We intend, through collaboration and partnership, to increase public awareness and support individuals, communities and organisations to reduce the stigma which some people still feel prevents them from talking about suicide and asking for help.  This must go alongside continuously improving access to and the quality of specific suicide prevention services.

We want to give individuals the confidence and the tools to know that – as the research tells us – asking someone if they have being thinking about taking their life will not “put the idea in their head”.  What it will do is give someone struggling with suicidal thoughts the opportunity to talk and to get the support they need.  Simply by talking, by asking the question, by listening to the answer, any one of us can save a life.

We want to encourage organisations – as employers and service providers – to ask themselves – what are we doing specifically to tackle suicide prevention?  For example, what training are we giving our staff and volunteers to help prevent suicide?

We want to encourage communities to see suicide prevention as something they can come together on – with the support of partnerships and networks like the SCSN – to promote and achieve.  What could be more at the heart of community safety than saving life by preventing suicide and reducing its impact on people, families, schools and local communities?

In short, we really do want to make suicide prevention everyone’s business and we would ask you as SCSN members to include it in your conversations, your planning, your training and your service delivery.  And to ask your local partners too:  what are they doing to prevent suicide and ensure that every life matters?

How are you finding the transition from Police Scotland and a policing career to chairing this group on suicide prevention?

I felt that my role as Deputy Chief Constable responsible for Local Policing across Scotland was an immense privilege and I learned so much from the opportunity to work with people and communities of varying geography, characteristic and choice in our shared mission to keep people safe.

I didn’t expect, when I retired from policing last summer, that I would have another opportunity to serve the public in such an important area of work as suicide prevention and I feel very grateful to have been asked to Chair Scotland’s Suicide Prevention Leadership Group.
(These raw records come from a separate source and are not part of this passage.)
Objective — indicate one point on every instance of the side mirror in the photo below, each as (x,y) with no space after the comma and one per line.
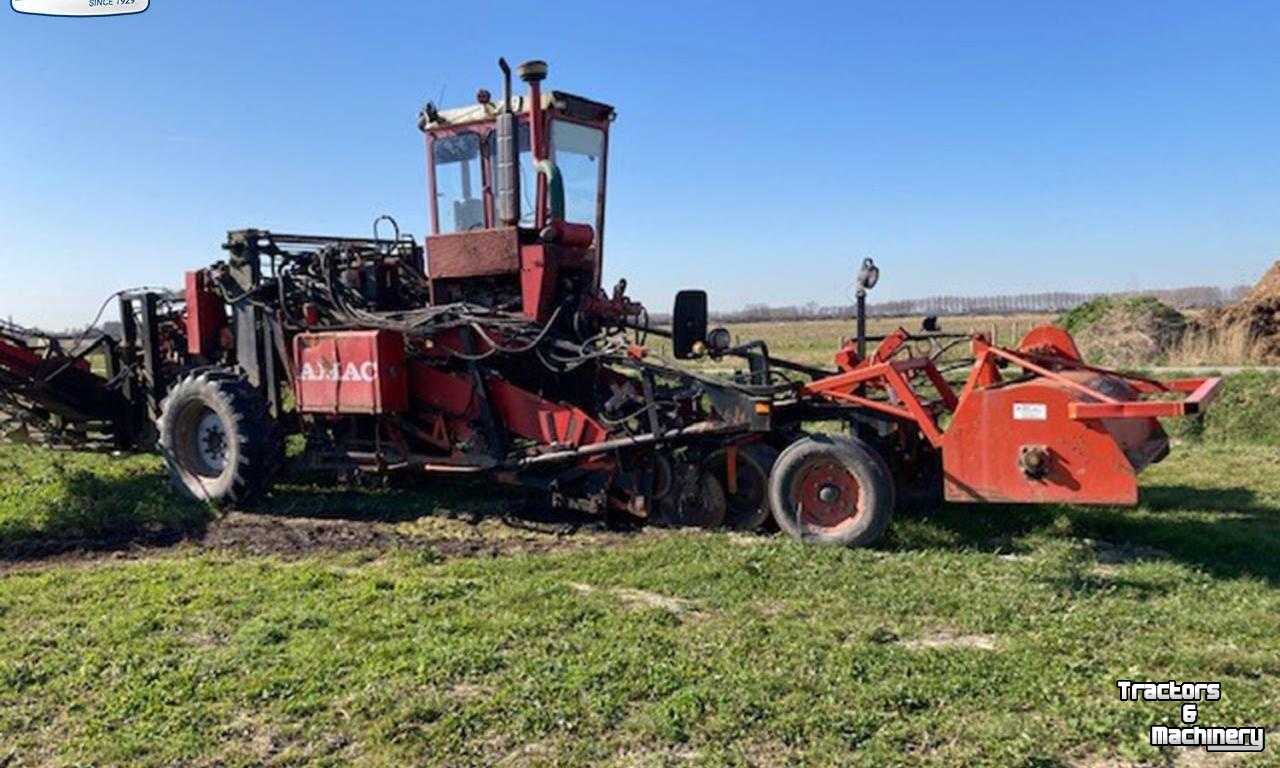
(688,323)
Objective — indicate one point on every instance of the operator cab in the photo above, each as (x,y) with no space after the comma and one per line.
(516,197)
(462,152)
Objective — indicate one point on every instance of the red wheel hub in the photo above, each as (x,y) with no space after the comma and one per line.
(827,496)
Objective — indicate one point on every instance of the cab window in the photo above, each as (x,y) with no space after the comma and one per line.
(458,182)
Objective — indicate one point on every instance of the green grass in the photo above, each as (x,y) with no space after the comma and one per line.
(1246,411)
(773,653)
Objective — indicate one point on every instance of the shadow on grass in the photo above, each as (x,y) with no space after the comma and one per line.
(87,512)
(402,498)
(1225,533)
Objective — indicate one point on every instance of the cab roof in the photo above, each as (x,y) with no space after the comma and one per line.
(568,104)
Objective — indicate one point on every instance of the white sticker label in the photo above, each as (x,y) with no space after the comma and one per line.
(1031,412)
(80,7)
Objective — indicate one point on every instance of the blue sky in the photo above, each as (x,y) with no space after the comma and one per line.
(760,150)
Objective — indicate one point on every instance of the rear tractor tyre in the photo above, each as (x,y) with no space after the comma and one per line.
(832,490)
(748,499)
(218,439)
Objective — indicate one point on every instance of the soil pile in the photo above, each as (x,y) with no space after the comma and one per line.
(1251,328)
(1125,332)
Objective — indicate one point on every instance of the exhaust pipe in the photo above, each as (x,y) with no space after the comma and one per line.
(508,155)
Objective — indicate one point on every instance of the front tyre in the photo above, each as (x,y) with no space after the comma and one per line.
(832,490)
(218,439)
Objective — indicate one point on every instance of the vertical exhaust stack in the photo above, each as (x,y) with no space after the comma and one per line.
(508,155)
(534,73)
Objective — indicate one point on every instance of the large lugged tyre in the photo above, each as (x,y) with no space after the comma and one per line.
(219,439)
(749,501)
(832,490)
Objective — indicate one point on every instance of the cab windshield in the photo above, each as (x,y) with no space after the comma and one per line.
(577,151)
(465,164)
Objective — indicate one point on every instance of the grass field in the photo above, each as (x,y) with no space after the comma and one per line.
(435,625)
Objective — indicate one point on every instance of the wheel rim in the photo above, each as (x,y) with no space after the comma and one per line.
(826,496)
(211,442)
(201,443)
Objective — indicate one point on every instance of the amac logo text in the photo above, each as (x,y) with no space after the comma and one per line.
(336,371)
(80,8)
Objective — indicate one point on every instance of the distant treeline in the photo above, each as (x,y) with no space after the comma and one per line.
(1013,304)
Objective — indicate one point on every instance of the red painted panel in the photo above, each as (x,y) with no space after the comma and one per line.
(1087,460)
(206,315)
(351,371)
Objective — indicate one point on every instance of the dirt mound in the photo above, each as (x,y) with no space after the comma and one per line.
(1269,287)
(1248,330)
(1125,332)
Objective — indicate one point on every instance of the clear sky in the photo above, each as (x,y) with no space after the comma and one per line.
(760,150)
Once again, in my new role, I am struck by the passion and skills of people I am working with.  And once again, I believe passionately that our work must be shaped by the experience and needs of the individuals and communities we all work with to keep safe.

Having worked with members of the Scottish Community Safety Network in my previous policing role, I believe that together we really can make suicide prevention everyone’s business, because I know that every life matters to you too.